Now, I can split this integral into two parts:

$$ c_1 = \int\limits_{- \infty}^{\infty} \psi_1 (x) \Psi (x) dx = \int\limits_{0}^{L} \psi_1 (x) \Psi (x) dx + \int\limits_{L}^{2L} \psi_1 (x) \Psi (x) dx $$

We see that since the actual particle's wave-function is not defined when $x>L$, the second term will be zero - that is, the wave-functino is normalized for $0<x<L$, and the boundary conditions ensures that $\Psi \rightarrow 0$ when $ x=0$ and $x=L$. Thus, the the integral over is reduced to

\begin{align*} c_1 &= \int\limits_{0}^{L} \psi_1 (x) \Psi (x) dx \\ &= \int\limits_{0}^{L} \sqrt{\frac{1}{L}} \sin \left( \frac{\pi x}{2L} \right) \sqrt{\frac{2}{L}} \sin \left( \frac{\pi x}{L} \right) dx \\ &= \frac{\sqrt{2}}{L} \int\limits_{0}^{L} \sin \left( \frac{\pi x}{2L} \right) \sin \left( \frac{\pi x}{L} \right) dx \\ &= \frac{4 \sqrt{2}}{3 \pi} \\ \Rightarrow c_1^2 &= \frac{32}{9 \pi ^2} \\ c_1^2 & \approx 0.36 \end{align*}

I think maybe my difficulty with "visualzing" the problem is that I do not fully understand the expression for $c_n^2$, and how this gives the probability for measuring the energy level $n$.

I know this seems like I am rambling, and maybe I am, but I hope you understand my confusion. I appreciate any help!

Answer 1

...it makes no sense to calculate any property of the particle with the "initial" wave-function, since this is simply the incorrect wave-function for the new well?

The wavefunction can't be "incorrect for the well". Your wavefunction is just an initial condition for time-dependent Schrödinger equation. Here's how it would evolve if you solve the time-dependent equation (I ignore normalization here):

We see that since the actual particle's wave-function is not defined when $x>L$...
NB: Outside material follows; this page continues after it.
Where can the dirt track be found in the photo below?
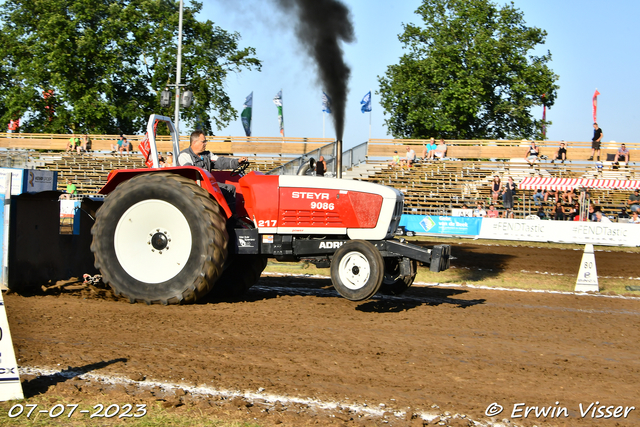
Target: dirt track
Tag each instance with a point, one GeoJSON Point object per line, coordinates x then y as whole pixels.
{"type": "Point", "coordinates": [431, 350]}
The wavefunction is defined for all $x\in\mathbb R$. It's just zero outside of $(0,L)$ because the potential is infinite there.
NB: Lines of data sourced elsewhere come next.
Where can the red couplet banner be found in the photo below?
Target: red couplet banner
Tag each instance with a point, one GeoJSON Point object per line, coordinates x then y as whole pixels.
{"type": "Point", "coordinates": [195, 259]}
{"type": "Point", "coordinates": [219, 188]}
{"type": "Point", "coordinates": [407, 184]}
the second term will be zero

This remains true, however, because of what I said above.

the wave-functino is normalized for $0<x<L$

Actually, again, the wavefunction is normalized period. It's defined for the whole real line, and zero outside the well, so when you normalized using the integral over the well, it's the same as if you integrated over $\mathbb R$. If it were not this way, your "normalization for some domain" would not make any sense, i.e. it'd not be a normalization at all.

Your further calculation looks OK to me.

I think maybe my difficulty with "visualzing" the problem is that I do not fully understand the expression for $c^2_n$, and how this gives the probability for measuring the energy level $n$.

That this gives the probability for measuring energy level $n$ is known as Born rule. You find projection of your actual wave function onto the eigenstate of energy, namely on state $n$. By Born rule, its magnitude squared is the probability of measuring the system to appear in that eigenstate.

The fact that you used only the unchanged original wavefunction for calculations, even though it almost immediately drastically changes as time goes on, is that despite its change in shape, its coefficients $c_n$ actually only change their phase like $$c_n\propto\exp\left(-\frac i\hbar E_nt\right),$$

but remain the same in magnitude — because the potential is independent of time. Thus you can measure the energy after some time passes, and will still get the same result.

Answer 2

I would forget about the movement of the wall. The potential is the infinite square well of width $2L$ (potential is $\infty$ aside from the region $0 < x < 2L$, where it is $0$), and the wavefunction is $$ \Psi\left(x,t\right) = \sum_{n=1}^\infty c_n \psi_n\left(x\right) \exp\left(-\frac{iE_n t}{\hbar}\right), $$ where $\psi_n\left(x\right) = \sqrt{1/L} \sin\left(n \pi x / 2L\right)$ is the $n$-th stationary state, and $E_n = n^2 \pi^2 \hbar^2 / \left(8 m L^2\right)$ is its energy.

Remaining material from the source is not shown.